А когда Семён справился со своим сном, ему захотелось немедленно увидеть брата, сказать ему самые добрые, самые красивые слова, и он побежал на зелёный холм, где любил пастись их бык и куда только что ушёл Никус.
Никуса, ведущего в поводу сыто отдувающегося быка, Семён встретил на полдороге к холму.
— Уба-ай! — радостно крикнул Семён.
— Зачем встал? — нахмурился Никус — Почему не спишь?
— Да я… — вдруг растерялся Семён.
Но Никус, всё так же сердито хмуря брови, не остановился, прошёл мимо. Семён никак не мог взять в толк, почему сердится брат, и, подавленный, остался стоять на дороге. Он стоял понурив голову и сосредоточенно ковырял землю чёрными и жёсткими пальцами босой ноги. И только потом, годы спустя, Семён понял, что настоящая доброта не любит слов, застенчива, не любит выставлять себя напоказ.
Вот и подумалось тогда сержанту Нартахову, что Николай Ерёмин и Никус, который сражается где-то под Ленинградом, похожи друг на друга не только именами, но и душой.
Вот с тех пор и стал Нартахов называть Ерёмина Никусом. Сначала мысленно, а потом и вслух. Ерёмин весело посмеивался:
— Ты посмотри, сколько имён напридумивали из одного моего имени — Николай. Олесь зовёт меня Микола. Семён — Никусом. Войну закончим, надо мне будет съездить и на Украину, и в Якутию. Как, Семён, позовёшь в гости?
— Спрашиваешь?! — радовался Семён. — Самым дорогим гостем будешь!

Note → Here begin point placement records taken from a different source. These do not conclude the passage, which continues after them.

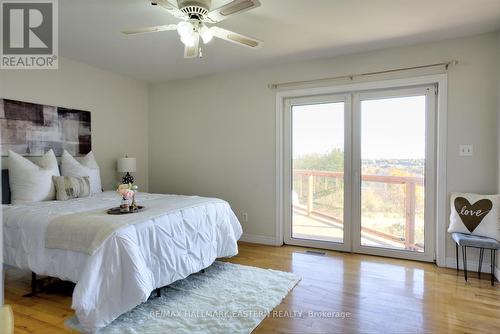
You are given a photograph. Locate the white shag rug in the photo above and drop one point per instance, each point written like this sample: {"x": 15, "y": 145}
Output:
{"x": 227, "y": 298}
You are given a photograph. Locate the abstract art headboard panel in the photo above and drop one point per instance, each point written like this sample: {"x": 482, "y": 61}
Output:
{"x": 32, "y": 129}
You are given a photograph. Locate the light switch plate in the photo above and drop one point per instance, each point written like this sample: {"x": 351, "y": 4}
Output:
{"x": 466, "y": 150}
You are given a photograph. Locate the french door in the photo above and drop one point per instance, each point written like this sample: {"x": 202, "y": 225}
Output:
{"x": 359, "y": 172}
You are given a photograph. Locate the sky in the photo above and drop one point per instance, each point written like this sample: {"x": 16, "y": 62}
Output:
{"x": 391, "y": 128}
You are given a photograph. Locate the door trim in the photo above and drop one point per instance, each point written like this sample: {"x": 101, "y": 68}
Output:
{"x": 442, "y": 201}
{"x": 287, "y": 169}
{"x": 430, "y": 192}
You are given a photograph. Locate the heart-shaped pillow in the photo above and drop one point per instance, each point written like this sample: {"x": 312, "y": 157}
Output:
{"x": 475, "y": 214}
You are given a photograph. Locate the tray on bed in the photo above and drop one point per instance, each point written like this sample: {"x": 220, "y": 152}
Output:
{"x": 116, "y": 211}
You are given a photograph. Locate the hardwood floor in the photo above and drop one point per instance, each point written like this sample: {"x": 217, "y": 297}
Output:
{"x": 381, "y": 295}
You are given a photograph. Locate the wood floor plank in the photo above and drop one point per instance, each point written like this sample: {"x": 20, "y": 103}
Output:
{"x": 380, "y": 295}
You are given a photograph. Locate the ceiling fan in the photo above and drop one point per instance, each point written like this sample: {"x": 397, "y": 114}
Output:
{"x": 195, "y": 15}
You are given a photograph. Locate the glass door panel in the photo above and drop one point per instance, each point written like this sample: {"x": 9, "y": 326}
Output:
{"x": 318, "y": 160}
{"x": 393, "y": 161}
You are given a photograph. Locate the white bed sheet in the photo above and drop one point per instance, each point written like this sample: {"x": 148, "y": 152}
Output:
{"x": 131, "y": 263}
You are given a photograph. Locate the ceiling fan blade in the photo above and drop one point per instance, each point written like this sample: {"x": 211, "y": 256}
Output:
{"x": 171, "y": 7}
{"x": 234, "y": 7}
{"x": 236, "y": 38}
{"x": 192, "y": 51}
{"x": 144, "y": 30}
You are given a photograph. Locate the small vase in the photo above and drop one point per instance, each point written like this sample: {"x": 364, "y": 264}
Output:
{"x": 133, "y": 206}
{"x": 124, "y": 206}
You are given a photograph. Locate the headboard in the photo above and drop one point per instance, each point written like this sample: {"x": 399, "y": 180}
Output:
{"x": 5, "y": 187}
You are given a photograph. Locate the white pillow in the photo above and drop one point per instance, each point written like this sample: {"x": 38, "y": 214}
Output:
{"x": 475, "y": 214}
{"x": 86, "y": 167}
{"x": 30, "y": 182}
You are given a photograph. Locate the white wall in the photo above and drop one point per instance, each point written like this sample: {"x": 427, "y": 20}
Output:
{"x": 498, "y": 139}
{"x": 215, "y": 135}
{"x": 118, "y": 106}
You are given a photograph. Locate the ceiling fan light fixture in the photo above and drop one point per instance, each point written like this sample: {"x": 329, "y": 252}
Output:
{"x": 189, "y": 40}
{"x": 206, "y": 34}
{"x": 185, "y": 29}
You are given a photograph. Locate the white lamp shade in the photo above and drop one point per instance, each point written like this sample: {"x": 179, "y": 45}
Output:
{"x": 126, "y": 165}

…Но никогда уже лейтенант Ерёмин не приедет в Якутию, не увидит её озёр, рек, цветущих аласов, тайги, голубого неба. Николай-Никус, Николай Фомич Ерёмин погиб, сгорел в танке, спасая своего беспомощного механика-водителя, спасая Семёна Нартахова. А ведь мог бы спастись, мог. И сегодня Нартахов жив лишь потому, что погиб Ерёмин. Нартахов живёт не только за себя, но и за лейтенанта Ерёмина, за человека, смертью своей доказавшего, что главное для человека — добро. Эта мысль, эта истина пропитала плоть, кровь и сознание Семёна Нартахова, определяла его дальнейшую жизнь и поступки. Только осмысленное добро, только забота о людях с тех пор делали жизнь Нартахова оправданной и нужной. И ещё Нартахов знал, что он обязан жить, чтобы платить непреходящий, неубывающий долг памяти Ерёмина и памяти других дорогих и близких ему людей.
— Вы Нартахов?
В сумерках зимнего утра Семён Максимович увидел около себя женщину в халате. По худобе и маленькому росту её вполне бы можно было принять за подростка, но голос, низкий, с натруженной или простудной хрипотцой, мог принадлежать только пожилой женщине.